The Legislature is already expected to debate legislation this session to restrict public access to license plate tracking data, which is largely derived from cameras mounted on local police squad cars across the state. But after complying with a request for Minneapolis' entire public database -- featuring dates, times and locations of all plates scanned in a 90-day period -- Rybak asked the state for a temporary reclassification that would immediately make it nonpublic.
License plate readers are commonly used by law enforcement agencies to spot wanted vehicles in real time. But the cameras also store the location of each plate, without names or other identifiable information, creating databases that are currently public under state law.
He said the reclassification request was "already in the works" before Tuesday's data release, but "it does concern me." His request will make the data nonpublic as soon as it is received by the Commissioner of Administration. That office had not received it as of Thursday afternoon.
If the commissioner approves, it would prevent the city from releasing the tracking data to members of the public. If the request is denied, the data becomes public again.
More than 80 requests have poured into the city since the Star Tribune first reported on the topic in August.

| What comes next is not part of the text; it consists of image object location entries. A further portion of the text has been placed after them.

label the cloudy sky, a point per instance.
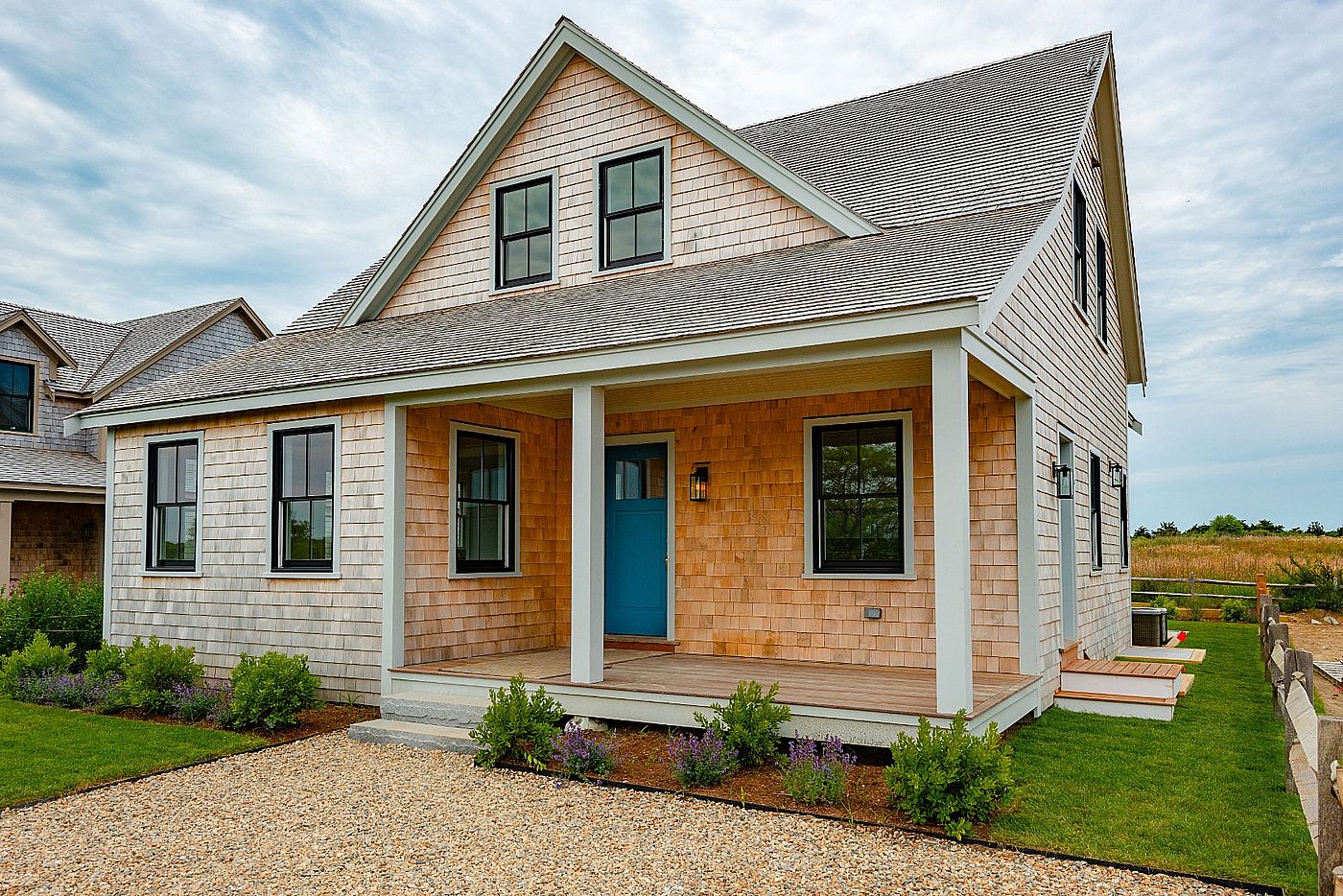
(156, 154)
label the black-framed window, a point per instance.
(304, 510)
(857, 512)
(16, 396)
(1078, 248)
(631, 210)
(486, 502)
(523, 228)
(174, 488)
(1101, 288)
(1123, 519)
(1097, 553)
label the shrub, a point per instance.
(701, 762)
(105, 663)
(37, 660)
(949, 777)
(194, 703)
(517, 725)
(581, 752)
(271, 690)
(64, 610)
(62, 690)
(749, 723)
(816, 771)
(153, 671)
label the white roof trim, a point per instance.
(566, 42)
(59, 356)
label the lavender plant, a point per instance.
(816, 771)
(701, 762)
(580, 752)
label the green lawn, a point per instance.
(47, 751)
(1199, 794)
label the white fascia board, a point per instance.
(1014, 375)
(564, 42)
(593, 368)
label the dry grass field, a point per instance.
(1229, 557)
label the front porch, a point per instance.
(729, 584)
(865, 704)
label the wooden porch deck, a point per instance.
(832, 685)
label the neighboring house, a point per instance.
(640, 406)
(53, 365)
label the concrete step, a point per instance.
(412, 734)
(1108, 704)
(450, 711)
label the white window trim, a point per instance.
(665, 145)
(37, 373)
(272, 483)
(147, 452)
(554, 177)
(907, 432)
(454, 427)
(669, 439)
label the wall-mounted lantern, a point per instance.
(1063, 482)
(700, 483)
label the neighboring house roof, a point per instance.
(964, 175)
(49, 466)
(104, 355)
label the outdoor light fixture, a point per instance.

The mayor asked the city attorney to start working on the reclassification request Tuesday. Once it is sent, the commissioner has 45 days to make a decision and may decide it also applies to other government entities.
Rybak said the issue became clear to him after reading Star Tribune stories, one of which documented his own vehicle's locations throughout the city.
"One of the unintended consequences of adding these cameras was we were collecting data that -- through the way information becomes public in this state -- was making it possible for personal information to get out there," Rybak said.
The city has since reduced the length of time it keeps license plate tracking data from one year to 90 days. Rybak still expects the Legislature to act on the issue next session, making the data private.
"We're trying to step in and do something short-term," Rybak said. "But the real fix is at the Legislature."
The database that was released this week contains about 2.1 million reads on about 621,000 unique plates, according to Arthur D'Antonio III, who works in Web startups in California and was one of the people who requested the database. Many of the locations were redacted because they would reveal the locations of the city's stationary cameras. D'Antonio said he would like to somehow create value from the data set, but doesn't know how to do that yet.
Seven people altogether requested and received it, including a Star Tribune reporter, a web developer and a researcher at the University of Minnesota.
Rybak's move came the same day that a panel of state commissioners, judges and other legal officials endorsed a plan for the Legislature to reclassify the data as private. They voted against a task force recommendation that agencies must purge the data after 180 days, however.
Privacy advocate Rich Neumeister, who sits on that task force, questions why police retain any data that is not a "hit." Privatizing it only eliminates a layer of scrutiny over the technology, he says.
"With it being private, there's no accountability and transparency of how law enforcement will use this kind of data," Neumeister said.